Bilan : Une série de matchs très judicieuse qui a permis à l’attaque de prendre ses marques et de se faire plaisir contre les Fidji et le Portugal, deux adversaires un cran en dessous. Mais c’est la défense qui leur a permis de rester dans le match contre l’Afrique du Sud jusqu’à la 64e minute et de remporter la victoire contre l’Australie.
Constat : Sione Tuipulotu est un joueur de très haut niveau. Difficile de ne pas l’imaginer titulaire avec les Lions britanniques irlandais l’été prochain, sauf blessure. Il est électrique avec le ballon en main et extrêmement solide en défense. L’Écosse peut construire autour de son nouveau capitaine.
Question en suspens : La défense de l’Écosse a été remarquable cet automne, tout comme elle l’a été au cours du dernier Tournoi des Six Nations (deuxième meilleure défense). Elle a également été formidable contre les États-Unis, le Canada et le Chili au cours de l’été, ces trois adversaires n’inscrivant que 30 points à eux trois. Mais faut-il commencer à s’inquiéter de leur attaque ? L’Écosse n’a passé la barre des 20 points qu’à deux reprises au cours des sept derniers matchs face à l’une des quatre meilleures équipes au classement. La deuxième levée du Tournoi 2025 sera l’occasion de remettre les pendules à l’heure face à l’Irlande.
Angleterre (7e)
Résultats : 22-24 contre la Nouvelle-Zélande, 37-42 contre l’Australie, 20-29 contre l’Afrique du Sud, 59-14 contre le Japon.
Bilan : Les fidèles de Twickenham ont eu droit à un spectacle plutôt déprimant. L’Angleterre a laissé filer la Nouvelle-Zélande au dernier moment. L’Australie en a fait de même la semaine suivante. Mais le plus inquiétant, c’est que personne ou presque ne misait sur le XV de la Rose lors de son troisième match contre l’Afrique du Sud. Le résultat contre le Japon a été un bon remontant pour un automne dans l’ensemble difficile.
Constat : Marcus Smith et Chandler Cunningham-South semblent désormais avoir trouvé leur place. Sam Underhill, fort de ses deux apparitions convaincantes, a lui aussi donné l’impression qu’il devait ressortir du frigo international pour de bon. Dans une équipe où presque tous les autres postes sont à pourvoir, cette stabilité est essentielle.
Question en suspens : le rugby est un sport qui se joue à 23, et le banc anglais pose clairement question. Aucun point inscrit après l’heure de jeu contre les All Blacks et l’Afrique du Sud, deux essais encaissés dans les dix dernières minutes contre l’Australie.
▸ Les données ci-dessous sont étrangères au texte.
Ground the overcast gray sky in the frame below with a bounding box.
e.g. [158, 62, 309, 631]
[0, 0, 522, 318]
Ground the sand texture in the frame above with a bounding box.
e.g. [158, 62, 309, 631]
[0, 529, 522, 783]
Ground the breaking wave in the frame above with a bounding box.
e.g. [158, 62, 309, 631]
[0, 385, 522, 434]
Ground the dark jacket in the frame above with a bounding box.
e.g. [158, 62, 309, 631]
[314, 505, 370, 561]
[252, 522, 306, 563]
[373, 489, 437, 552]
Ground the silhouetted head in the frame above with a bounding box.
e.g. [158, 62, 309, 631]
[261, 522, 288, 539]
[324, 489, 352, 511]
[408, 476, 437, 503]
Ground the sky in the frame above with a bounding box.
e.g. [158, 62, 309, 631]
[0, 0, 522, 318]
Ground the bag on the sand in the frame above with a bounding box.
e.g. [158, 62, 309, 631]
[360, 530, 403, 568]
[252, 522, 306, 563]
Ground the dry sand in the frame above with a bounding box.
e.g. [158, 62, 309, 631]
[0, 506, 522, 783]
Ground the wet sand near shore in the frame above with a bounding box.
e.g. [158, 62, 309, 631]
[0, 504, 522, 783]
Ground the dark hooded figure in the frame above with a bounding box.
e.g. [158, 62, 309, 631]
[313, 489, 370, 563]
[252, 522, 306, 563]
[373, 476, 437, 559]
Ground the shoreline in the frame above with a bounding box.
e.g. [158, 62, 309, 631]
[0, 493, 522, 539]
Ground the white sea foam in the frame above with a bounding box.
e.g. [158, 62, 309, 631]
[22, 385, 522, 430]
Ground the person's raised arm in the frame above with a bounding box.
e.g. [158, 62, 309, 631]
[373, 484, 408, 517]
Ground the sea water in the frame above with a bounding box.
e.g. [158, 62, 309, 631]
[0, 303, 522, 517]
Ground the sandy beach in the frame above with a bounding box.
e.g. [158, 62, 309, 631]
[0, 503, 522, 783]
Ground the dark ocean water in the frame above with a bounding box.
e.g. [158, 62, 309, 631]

De quoi donner le sentiment que le banc a été conçu pour tenir un résultat plutôt que pour tuer le match.
Australie (8e)
Résultats : 42-37 contre l’Angleterre, 52-20 contre le Pays de Galles, 13-27 contre l’Écosse, 19-22 contre l’Irlande.
Bilan : Les défaites face à l’Écosse et à l’Irlande viennent tempérer ce qui était parti pour être un automne exceptionnel pour les Wallabies. Les attentes étaient faibles, mais Joe Schmidt a opéré sa magie plus vite qu’on ne l’aurait cru. L’Australie semble redevenir une équipe qui compte qui trouve ses marques, et la tournée des Lions qui se profile l’été prochain n’en est que plus passionnante.
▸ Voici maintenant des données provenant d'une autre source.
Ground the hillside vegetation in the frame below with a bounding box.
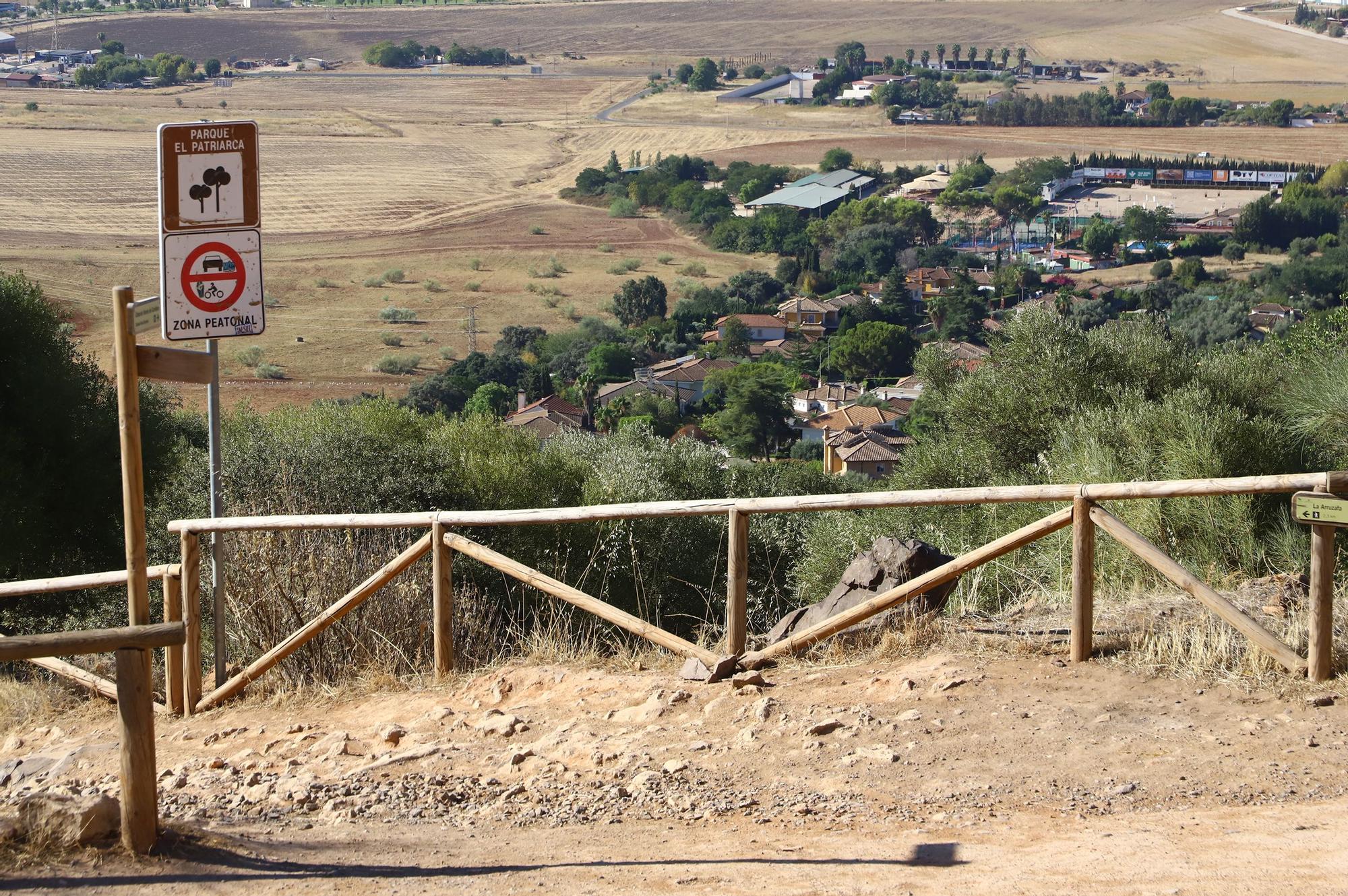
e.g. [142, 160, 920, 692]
[0, 265, 1348, 680]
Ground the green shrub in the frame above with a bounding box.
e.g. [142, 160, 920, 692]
[235, 345, 262, 366]
[379, 305, 417, 323]
[375, 354, 421, 376]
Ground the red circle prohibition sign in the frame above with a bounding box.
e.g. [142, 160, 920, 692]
[182, 243, 247, 311]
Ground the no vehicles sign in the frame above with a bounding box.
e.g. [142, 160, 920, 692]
[159, 121, 266, 340]
[159, 230, 266, 340]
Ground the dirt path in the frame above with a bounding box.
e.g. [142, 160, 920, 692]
[0, 653, 1348, 896]
[10, 800, 1348, 896]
Constat : Cette tournée aurait pu être très inquiétante si l’Australie n’avait pas gagné et si la dynamique qu’elle avait créée, jusqu’à un certain point, dans le Rugby Championship s’était évanouie. Mais ils sortent de novembre avec quelques certitudes. Des joueurs comme Tom Wright, Max Jorgensen et Noah Lolesio rattrapent le temps perdu après avoir manqué la Coupe du Monde l’année dernière et Rob Valetini a été brillant.
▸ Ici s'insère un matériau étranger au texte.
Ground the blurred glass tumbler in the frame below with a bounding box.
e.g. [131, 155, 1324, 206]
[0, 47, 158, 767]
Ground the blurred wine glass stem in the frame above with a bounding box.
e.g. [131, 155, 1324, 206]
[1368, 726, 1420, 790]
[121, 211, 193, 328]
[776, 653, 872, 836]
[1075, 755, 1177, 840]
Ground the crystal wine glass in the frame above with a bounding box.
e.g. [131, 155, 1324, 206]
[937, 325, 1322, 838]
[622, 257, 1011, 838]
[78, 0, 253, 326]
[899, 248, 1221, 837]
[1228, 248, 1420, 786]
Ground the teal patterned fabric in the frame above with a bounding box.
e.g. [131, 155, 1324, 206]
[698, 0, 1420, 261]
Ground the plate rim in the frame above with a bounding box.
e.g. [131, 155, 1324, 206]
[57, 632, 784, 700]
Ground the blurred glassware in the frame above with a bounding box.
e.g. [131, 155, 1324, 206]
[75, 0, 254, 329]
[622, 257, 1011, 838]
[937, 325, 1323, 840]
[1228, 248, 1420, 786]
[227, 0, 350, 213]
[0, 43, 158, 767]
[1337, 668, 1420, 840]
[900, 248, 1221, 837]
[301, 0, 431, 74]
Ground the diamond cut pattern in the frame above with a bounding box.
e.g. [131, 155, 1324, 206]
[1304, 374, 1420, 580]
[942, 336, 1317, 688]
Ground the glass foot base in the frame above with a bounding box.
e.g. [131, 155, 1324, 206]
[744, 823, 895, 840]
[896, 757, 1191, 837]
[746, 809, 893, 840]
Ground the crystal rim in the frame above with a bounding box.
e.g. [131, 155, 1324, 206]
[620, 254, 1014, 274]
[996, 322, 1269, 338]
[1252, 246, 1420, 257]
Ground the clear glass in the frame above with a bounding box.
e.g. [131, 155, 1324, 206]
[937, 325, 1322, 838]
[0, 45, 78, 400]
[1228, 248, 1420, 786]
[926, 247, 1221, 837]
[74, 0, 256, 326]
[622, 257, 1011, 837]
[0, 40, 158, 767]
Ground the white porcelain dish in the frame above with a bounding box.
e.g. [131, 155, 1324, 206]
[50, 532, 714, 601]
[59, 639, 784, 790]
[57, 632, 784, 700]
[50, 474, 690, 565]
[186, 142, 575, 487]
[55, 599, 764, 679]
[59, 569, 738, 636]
Question en suspens : L’Australie est sortie du piège grâce à son attaque lors des deux premiers matchs, marquant 94 points au total. Mais elle n’a marqué que 32 points lors des deux suivants. Nous n’en sommes qu’au début de la nouvelle ère du rugby australien, mais Schmidt peut-il créer un jeu offensif cohérent et consistant, capable de poser problème aux meilleures défenses ?
Fidji (9e)
Résultats : 17-57 contre l’Écosse, 24-19 contre le pays de Galles, 33-19 contre l’Espagne, 17-52 contre l’Irlande.
Bilan : Une équipe très irrégulière donne forcément des résultats… très irréguliers. Caleb Muntz a débuté tous les matchs, et a été fabuleux contre le pays de Galles. Mais le reste de l’équipe a changé autour de lui. Trois joueurs ont débuté aux deux postes de trois-quarts centres et le reste des arrières a changé d’un match à l’autre. Malgré cela, l’équipe a remporté la première victoire de son histoire à Cardiff et a réussi à battre l’Espagne.
Constat : Les Fidji ont eu du mal à garder 15 joueurs sur le terrain. Ils ont reçu sept cartons en quatre matchs, dont le carton rouge de 20 minutes reçu par Semi Radradra. C’est le même problème qu’à la Coupe du monde, durant laquelle il n’y a que contre l’Australie (victoire 22-15) qu’ils ont joué toute la rencontre à 15. Les cartons ne sont plus aussi définitifs qu’avant, mais ils contribuent à l’accumulation de fatigue et n’aident en rien les joueurs.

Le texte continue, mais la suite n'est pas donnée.